The second option—approaching foreign banks and credit unions directly—can be much more complicated and much riskier. While it’s possible to secure impressive CD rates by taking this option, you should make sure you understand the banking regulations in the country you want to invest in.
You will be responsible for converting your money into another currency and back to U.S. dollars again, and your money won’t be insured by the FDIC. There may be local deposit insurance available, but you may have to take legal action in the country if your institution defaults, adding another layer of expense and complexity to your CD investments.
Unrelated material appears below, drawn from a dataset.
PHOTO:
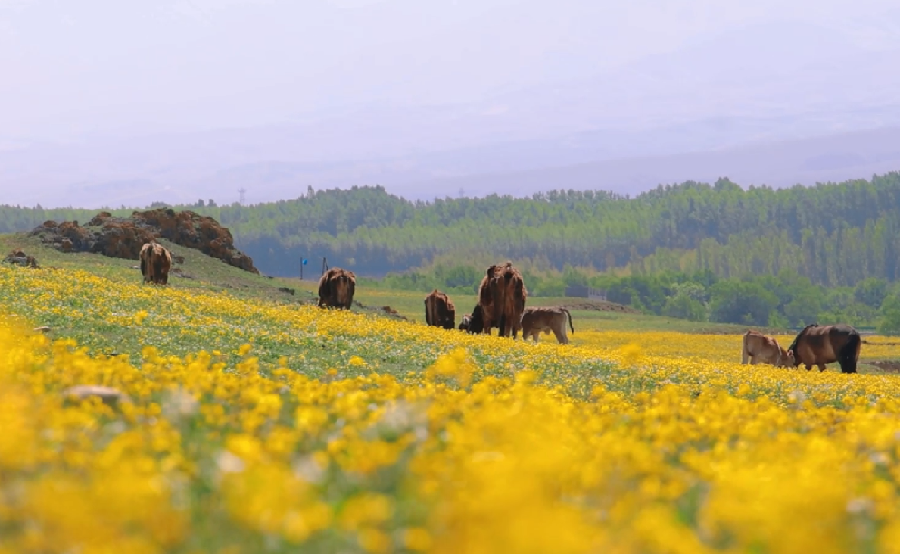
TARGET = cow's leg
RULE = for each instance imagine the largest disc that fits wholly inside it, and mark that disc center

Can I Get a CD in a Foreign Currency?
You can get a CD in a foreign currency. If you want a CD in a foreign currency, you can either find a U.S.-based bank that offers these or approach a foreign bank directly.
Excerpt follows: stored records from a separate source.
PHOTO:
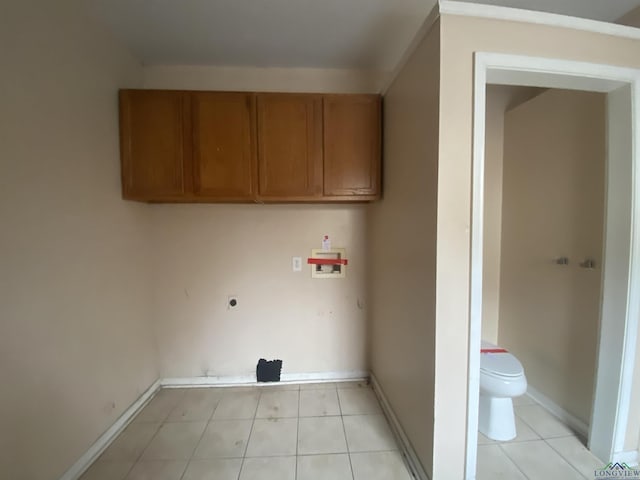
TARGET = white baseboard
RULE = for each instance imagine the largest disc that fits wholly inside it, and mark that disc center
(409, 453)
(630, 458)
(570, 420)
(100, 445)
(250, 380)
Are Foreign Currency CDs Safe?
CDs in foreign currencies are far riskier than those in U.S. dollars because of exchange-rate fluctuations. Even though foreign currency CDs can offer higher returns due to higher interest rates, if your CD matures when the U.S. dollar is strong, that can wipe out your returns and make you lose money. In addition, funds invested abroad don’t benefit from FDIC deposit insurance.
Where Can I Get a Foreign Currency CD?
Few banks in the U.S. offer CDs in foreign currencies, although TIAA’s bank is an exception. You also can approach foreign banks and credit unions directly—just make sure that you understand the banking regulations that govern your deposit.
The Bottom Line
It’s possible to invest in a CD denominated in a foreign currency—that is, not U.S. dollars. To do so, you can find a U.S.-based financial institution that offers foreign currency CDs or look for a bank abroad that will allow you to open one directly.
Foreign currency CDs are far riskier than those held in U.S. dollars. Exchange-rate fluctuations can easily wipe out the return you’ll receive, and if you invest directly with a non-U.S. bank or credit union, your funds aren’t insured by the U.S. federal government.